As far as the watcher thing goes.. I have 7100 and only get 200 views per deviation.. sometimes more. This is because at one time I was very popular on this site (2003-2009). I would post a shot and regularly get 300-500 favs. After my deviations started breaking the 100 fav mark in the first few hours, I stopped trying to thank everyone and focused on replying to comments .. and then life struck.. I became a single dad with no time for the camera. I abandoned my account for 7 years. 95% of my watchers left the site while I was gone.
I've started from scratch and, since my return in March, I've acquired a modest 500 new watchers. I've gone back to thanking folks because it's been manageable. I have to say it's a much more rewarding experience being unknown again... making new friends and taking more time to view others galleries. Popularity on this site tends to isolate an artist from the community because there is too much going on the message department and it becomes overwhelming.
The ONLY reason to cherish the favs around here, is to acquire enough in the first 12 hours to have your work appear on the front page in the 'What's Hot' section .. this draws more watchers and eventually the buyers if your work is good enough.. believe it or not there are people out there who buy prints
So you see, dA popularity is a double edged sword. The money from print sales is nice.. but so is an intimate social experience, which tends to decrease with popularity.. my dilemma is that I cherish both.

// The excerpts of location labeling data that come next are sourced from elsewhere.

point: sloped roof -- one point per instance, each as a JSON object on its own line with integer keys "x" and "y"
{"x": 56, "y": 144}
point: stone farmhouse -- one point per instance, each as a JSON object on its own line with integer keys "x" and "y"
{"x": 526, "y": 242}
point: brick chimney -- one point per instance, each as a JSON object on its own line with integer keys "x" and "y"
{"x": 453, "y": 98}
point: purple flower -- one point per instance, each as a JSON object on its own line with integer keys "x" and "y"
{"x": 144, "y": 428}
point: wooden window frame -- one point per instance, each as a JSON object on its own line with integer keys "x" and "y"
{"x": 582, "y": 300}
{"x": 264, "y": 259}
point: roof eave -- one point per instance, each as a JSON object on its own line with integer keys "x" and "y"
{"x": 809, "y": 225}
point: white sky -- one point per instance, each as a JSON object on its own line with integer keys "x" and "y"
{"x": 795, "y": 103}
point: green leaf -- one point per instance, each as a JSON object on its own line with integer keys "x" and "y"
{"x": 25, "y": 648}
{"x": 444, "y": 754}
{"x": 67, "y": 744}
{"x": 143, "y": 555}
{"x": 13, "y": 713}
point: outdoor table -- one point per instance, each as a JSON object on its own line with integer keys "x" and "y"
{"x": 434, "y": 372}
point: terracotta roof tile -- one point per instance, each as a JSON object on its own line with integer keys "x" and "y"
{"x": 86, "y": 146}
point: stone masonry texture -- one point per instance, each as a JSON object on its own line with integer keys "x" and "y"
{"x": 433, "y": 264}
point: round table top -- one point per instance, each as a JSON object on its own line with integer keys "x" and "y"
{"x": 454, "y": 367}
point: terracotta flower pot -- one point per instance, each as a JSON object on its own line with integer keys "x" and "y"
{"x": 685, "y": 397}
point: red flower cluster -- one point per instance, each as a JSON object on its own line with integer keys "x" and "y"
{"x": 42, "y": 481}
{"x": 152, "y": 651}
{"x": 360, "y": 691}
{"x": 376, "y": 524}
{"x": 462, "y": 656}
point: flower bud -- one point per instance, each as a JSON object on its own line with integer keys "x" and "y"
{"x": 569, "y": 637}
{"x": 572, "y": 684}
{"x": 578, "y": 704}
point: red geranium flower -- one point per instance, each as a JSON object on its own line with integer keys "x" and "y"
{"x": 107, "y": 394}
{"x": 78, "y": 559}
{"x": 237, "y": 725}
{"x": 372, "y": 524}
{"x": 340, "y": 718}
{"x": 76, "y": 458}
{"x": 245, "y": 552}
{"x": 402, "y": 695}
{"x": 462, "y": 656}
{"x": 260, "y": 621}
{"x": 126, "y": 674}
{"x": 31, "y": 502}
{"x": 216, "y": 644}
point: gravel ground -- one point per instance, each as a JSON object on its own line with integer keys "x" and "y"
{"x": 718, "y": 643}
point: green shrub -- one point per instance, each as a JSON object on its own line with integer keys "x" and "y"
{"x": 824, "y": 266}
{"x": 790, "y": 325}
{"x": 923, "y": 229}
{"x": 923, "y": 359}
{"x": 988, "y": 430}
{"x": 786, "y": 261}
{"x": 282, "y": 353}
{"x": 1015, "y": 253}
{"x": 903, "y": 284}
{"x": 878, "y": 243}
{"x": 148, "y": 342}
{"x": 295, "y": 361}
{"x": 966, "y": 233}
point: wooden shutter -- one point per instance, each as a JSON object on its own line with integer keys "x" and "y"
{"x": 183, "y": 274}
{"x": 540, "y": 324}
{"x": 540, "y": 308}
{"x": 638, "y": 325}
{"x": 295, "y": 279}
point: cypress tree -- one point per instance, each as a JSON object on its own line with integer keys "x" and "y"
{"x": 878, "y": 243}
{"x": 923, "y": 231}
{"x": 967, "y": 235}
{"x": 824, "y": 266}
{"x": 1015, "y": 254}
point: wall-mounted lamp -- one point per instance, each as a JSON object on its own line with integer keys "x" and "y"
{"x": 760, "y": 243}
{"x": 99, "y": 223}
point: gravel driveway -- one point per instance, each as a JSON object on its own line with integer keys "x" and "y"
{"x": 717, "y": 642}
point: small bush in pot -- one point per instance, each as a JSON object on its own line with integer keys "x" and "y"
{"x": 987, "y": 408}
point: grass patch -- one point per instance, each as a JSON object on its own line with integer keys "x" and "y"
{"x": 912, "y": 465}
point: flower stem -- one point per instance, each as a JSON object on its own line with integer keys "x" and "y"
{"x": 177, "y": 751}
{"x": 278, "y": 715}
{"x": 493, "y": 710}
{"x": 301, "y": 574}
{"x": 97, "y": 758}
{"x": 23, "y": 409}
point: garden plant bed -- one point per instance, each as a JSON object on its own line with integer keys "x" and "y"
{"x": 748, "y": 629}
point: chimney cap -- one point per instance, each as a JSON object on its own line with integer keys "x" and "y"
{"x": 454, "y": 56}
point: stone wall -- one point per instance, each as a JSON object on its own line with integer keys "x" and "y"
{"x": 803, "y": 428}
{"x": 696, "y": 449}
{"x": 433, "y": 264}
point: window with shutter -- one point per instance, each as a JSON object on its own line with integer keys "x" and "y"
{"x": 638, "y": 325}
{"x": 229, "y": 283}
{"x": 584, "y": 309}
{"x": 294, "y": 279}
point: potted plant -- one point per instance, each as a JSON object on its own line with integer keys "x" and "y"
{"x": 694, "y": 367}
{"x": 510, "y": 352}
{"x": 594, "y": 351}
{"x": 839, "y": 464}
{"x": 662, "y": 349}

On the topic of dA being a joke, tell your friends at Henry's they're full of shit
At the height of my dA popularity, I was making 2-300 CAD per month selling my prints.. without lifting a finger. I was also picked up by a German publishing company to use my photos on book covers and book promotion material. I made 4000 CAD on that one deal! So dA was my monthly car payment and paid for a trip to Asia. Hardly a 'joke' for someone who actually has a career and income and wants to make money on the side from their hobby .. The site is still loaded with semi-pro artists who cherish the atmosphere and make money selling prints... just not as many.
In 2008, I literally told the tech-geek photographers at a camera shop to go fuck themselves after they scoffed my HDR techniques. My prints were selling at a two local galleries here in Thunder Bay and these guys hadn't even tried. And yet they were trash talking me. They all could talk a great game and had certainly mastered their expensive kits... but guess what? Their photos were technically good... but lacked any sense of artistic inspiration. A great photo does NOT require an expensive kit, and guys that hang around camera shops are like the bikers who hang out at Timmys .. they'd rather stand around and talk about their equipment than actually ride.